I needed to build a simple website for a book I am writing. The book is going to be published on the web (similar to Basecamp's Shape Up) and since it's mainly text content, I decided to go with VuePress 2.
After building the site quite easily in VuePress 2, I found out that VitePress existed. After some research, I thought it would be worth giving it a try also as it felt like VitePress was going to take more precedence over VuePress 2 in the future.
This post is in no way comprehensive but it is a quick overview of the comparison between VuePress 2 and VitePress based on my experience.
The VitePress website says it's an improvement over VuePress
On the VitePress website, it alludes that VitePress is the new and improved version of what VuePress was. Although VuePress 2 is on its way, it's still having to be somewhat backwards compatible with the original version. They also mention that VitePress is future-oriented.
The way I read into it, VitePress is the future, and VuePress is the past. Even with active development on VuePress 2, it's pretty clear VitePress is going to be a better future-proofed option.
You can see where this post is going but I may as well keep on with the comparison for those who want to be more sure.
VuePress isn't being developed nearly as much
The first thing I looked at was the activity being achieved on GitHub. VitePress has had 11 releases this month vs 0 releases for VuePress 2. It is the end of January so maybe the engineers had the month off?
Another thing to note is that VitePress has far more forks, more than 2 times the watchers, 3 times more contributors and almost 6 times more stars than VuePress 2. Any stat you look at, VitePress is way more active.
The sidebar is much simpler in VitePress
Setting up the sidebar in VitePress is an absolute dream compared to VuePress. You can have multiple sidebars based on a subfolder.
VitePress has a simpler configuration
Since it's a newer project, the authors were able to capitalize on improving the configuration and simplify it.
VuePress 2 component replacement
When developing in VuePress 2 I was able to swap out components in the config file. This was cool and a bit of a challenge when I switched to VitePress.
I liked that I could leverage the default theme more in VuePress 2 where is you'll only get so far in VitePress before you have to create your own.
VuePress 2 has better style customization
One thing VitePress does claim is it's less configurable and minimalist. At first look, it does feel this way but once I got stuck into VitePress and started understanding how it works, I found that I had a lot of ability to customize. It really will depend on how much you want to change the layout. A lot can be done via CSS and slots.
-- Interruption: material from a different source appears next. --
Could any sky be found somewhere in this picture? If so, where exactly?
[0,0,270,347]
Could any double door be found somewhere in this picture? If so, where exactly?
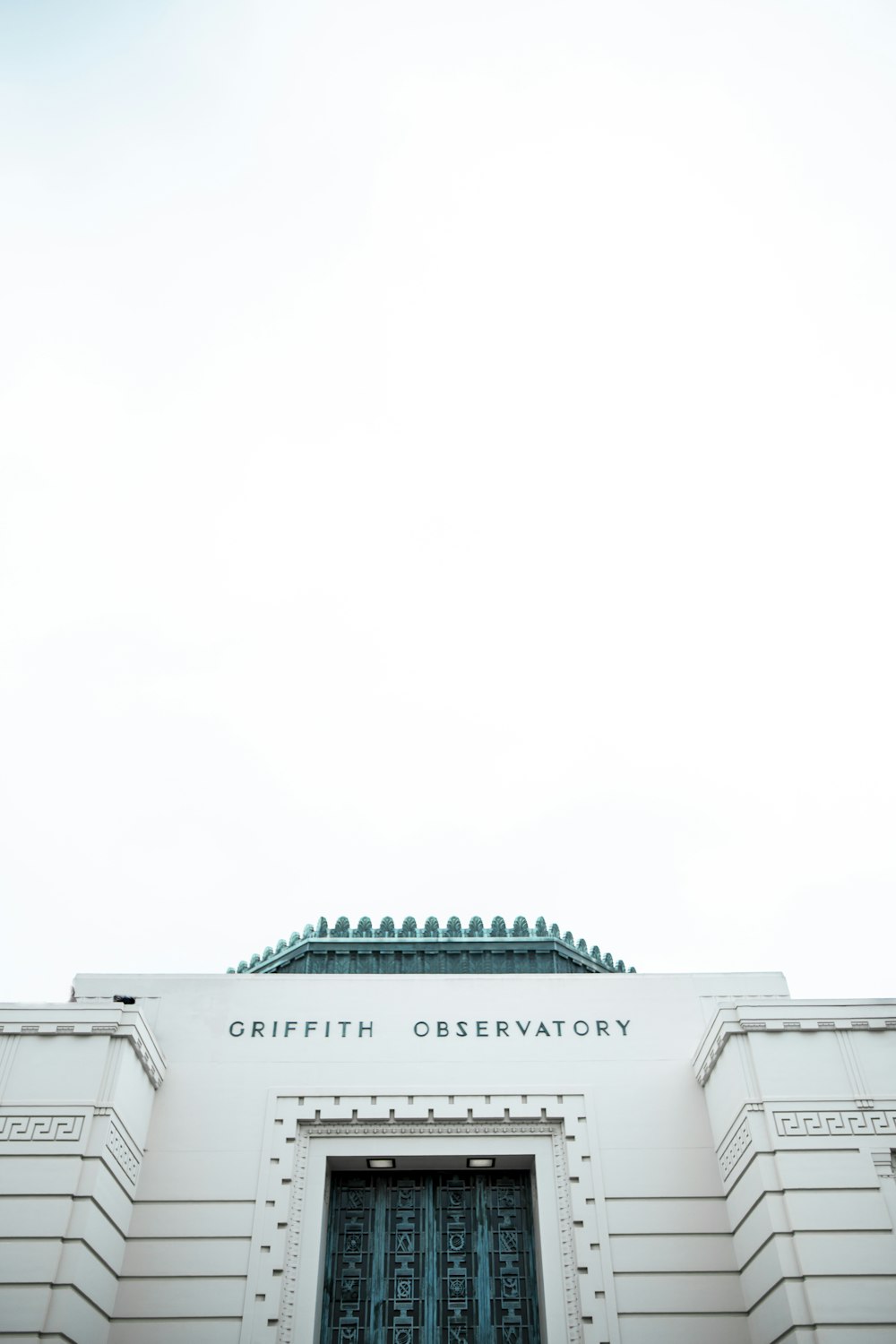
[321,1171,540,1344]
VitePress can be a little more challenging to customize as a lot of the styles are scoped within Vue components. So when you want to adjust styles, the use of !important was required several times which is a bit icky.
You cannot hide the Nav Bar in VitePress
Hiding the Nav Bar seems like a weird thing to do in the first place but for my use case, it was a handy thing in VuePress 2. In VitePress, there is no such luxury.
VitePress can access frontmatter inside markdown files
One thing I loved in VitePress was how easy it was to access the frontmatter data within markdown files and use it. What required me to use a custom component in VuePress 2, I was able to do it within a single markdown file in VitePress.
VitePress requires a sidebar to support prev and next links
This one is a pro or a con depending on what you require. VitePress does not support the prev and next links without using a sidebar. This is a massive pro if you use sidebars as it will automatically add the links for you.
I wasn't using the sidebar so I had to create a custom version of the prev and next links. I was able to do this by extending the default theme and using slots to add them in. I was doing this already as I was making use of other slots so this was not big deal and easy to maintain.
VitePress is my choice! It's more active, future-proofed and although claimed to be less configurable and minimalist, I found there was plenty of power given to me as the developer to customize most things.